Freed prisoners expose conditions

As Williams was issuing this carte blanche, the US military freed up to 20 Guantanamo Bay prisoners, returning them to Afghanistan, Pakistan and Saudi Arabia. US officials refused to give exact numbers or details of those repatriated but the releases came after increasingly strident protests from at least eight countries, including Russia, Saudi Arabia, Kuwait, Sweden and Pakistan.

Comments from two freed Afghans—Mohammad Tahir and Rostum Shah—and Shah Mohammad in Pakistan over the last week provide additional evidence that scores of detainees have no links whatsoever with Al Qaeda or any other terrorist organisations.

“I’m angry that the Americans waited until we were in Guantanamo to interrogate us,” 28-year-old Mohammad Tahir told Associated Press in Kabul. “Had they questioned us here in Afghanistan, it would have saved us a lot of trouble. They could have realised a lot sooner that I was innocent.”

Twenty-two-year-old Rostum Shah said that the US military interrogated him two or three times a week demanding to know whether he was connected with the Taliban regime. “All the time they asked us, ‘Where are you from? Are you Taliban? Were you in Pakistan? Why were you captured with the Taliban?’ They said: ‘If you’re innocent, then why did you go to fight against your own people?’”

Both men told the US military that they had no agreement with the Taliban regime but had been dragooned into the Afghanistan army.

As Shah explained: “The Taliban forced us to fight. They took us away from our houses and told us it was our responsibility to fight.” He was sent from the southern province of Helmand to fight in Bamiyan region. Tahir, who was also dispatched to Bamiyan, said that the Taliban demanded one man from each family in his village in central Ghor province.

Tahir and Shah were captured in late 2001 by Hezb-e-Wahadat, a Shiite Muslim faction composed of mainly ethnic Hazaras opposed to the Taliban, and held for four months. They were then handed over to the US military, which jailed them in Kandahar for another four months before sending them to Guantanamo Bay.

“When they took us to Guantanamo, they didn’t tell us how long we’d be there,” Shah said. “We didn’t know when we’d be released. We didn’t even know why they brought us there.”

Tahir and Shah have received no apology or official acknowledgment of their innocence from the US but were flown back to Bagram Air Base, the US military headquarters in Afghanistan, in early May. Each received a blue sports bag containing a jacket, underwear, tennis shoes and a bottle of shampoo. They were handed over to Kabul police, who released them.
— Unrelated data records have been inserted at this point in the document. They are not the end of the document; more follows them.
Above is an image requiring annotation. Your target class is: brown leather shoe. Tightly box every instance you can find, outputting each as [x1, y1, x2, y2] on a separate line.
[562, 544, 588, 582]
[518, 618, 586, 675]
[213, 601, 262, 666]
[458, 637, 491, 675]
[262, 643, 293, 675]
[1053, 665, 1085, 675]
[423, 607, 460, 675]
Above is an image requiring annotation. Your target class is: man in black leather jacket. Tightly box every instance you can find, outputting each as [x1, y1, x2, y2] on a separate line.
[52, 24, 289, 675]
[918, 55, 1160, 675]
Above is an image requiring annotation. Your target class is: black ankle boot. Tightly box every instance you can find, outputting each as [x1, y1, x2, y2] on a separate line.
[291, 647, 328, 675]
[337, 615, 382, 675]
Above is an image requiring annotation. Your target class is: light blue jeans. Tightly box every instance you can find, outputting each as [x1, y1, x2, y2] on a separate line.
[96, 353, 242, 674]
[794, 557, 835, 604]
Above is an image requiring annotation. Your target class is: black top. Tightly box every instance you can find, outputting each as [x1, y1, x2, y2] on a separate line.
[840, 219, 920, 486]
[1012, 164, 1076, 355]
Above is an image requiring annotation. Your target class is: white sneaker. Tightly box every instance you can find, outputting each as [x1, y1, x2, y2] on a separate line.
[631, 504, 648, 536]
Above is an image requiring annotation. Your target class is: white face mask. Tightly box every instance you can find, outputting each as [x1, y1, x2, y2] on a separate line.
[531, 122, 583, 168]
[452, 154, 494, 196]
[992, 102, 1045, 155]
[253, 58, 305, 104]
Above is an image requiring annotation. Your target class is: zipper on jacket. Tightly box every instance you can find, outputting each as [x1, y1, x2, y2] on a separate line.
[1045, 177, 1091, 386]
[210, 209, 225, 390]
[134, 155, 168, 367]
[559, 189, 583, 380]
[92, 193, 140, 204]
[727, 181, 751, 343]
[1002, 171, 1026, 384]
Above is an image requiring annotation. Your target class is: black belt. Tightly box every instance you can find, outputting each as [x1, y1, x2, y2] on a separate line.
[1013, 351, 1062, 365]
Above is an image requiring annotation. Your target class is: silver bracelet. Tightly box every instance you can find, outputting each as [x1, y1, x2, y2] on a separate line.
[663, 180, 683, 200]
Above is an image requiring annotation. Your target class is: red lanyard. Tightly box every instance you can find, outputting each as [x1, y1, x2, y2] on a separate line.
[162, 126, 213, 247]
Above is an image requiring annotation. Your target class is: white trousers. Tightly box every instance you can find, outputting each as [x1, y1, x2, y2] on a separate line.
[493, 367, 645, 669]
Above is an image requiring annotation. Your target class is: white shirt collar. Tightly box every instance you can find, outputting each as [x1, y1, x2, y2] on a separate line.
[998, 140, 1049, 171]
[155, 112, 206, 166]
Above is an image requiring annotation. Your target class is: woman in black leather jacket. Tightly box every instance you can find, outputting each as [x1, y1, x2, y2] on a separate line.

Shah Mohammad, a 23-year-old former baker from Pakistan’s North West Frontier, told newspapers after his release, that conditions were so bad in Guantanamo Bay that most of the prisoners were “in a critical condition mentally and have become mentally deranged”. He said that Jehan Wali, one of the Pakistanis freed with him, was so disturbed by his treatment that “he had not spoken to anyone for the past eight months.”

An estimated 54 Pakistanis are still being held at Guantanamo Bay. According to Mohammad, who was captured in Mazar-e-Sharif in November 2001, most of them were sold to the US by warlords affiliated with the Northern Alliance. He said the US military treated them like “animals”; for the first month at the Guantanamo Bay military prison they were not allowed to talk to each other and the adan (Muslim call to prayer) was banned.

“For several months prisoners were tortured frequently. Later after the Red Cross intervened, the torture was limited to interrogation sessions and the bans on adan and talking to each other were lifted. The American government, without any proof or justification, kept me imprisoned for 18 months. The US should compensate me for this loss of my freedom,” Muhammad told the Pakistani media.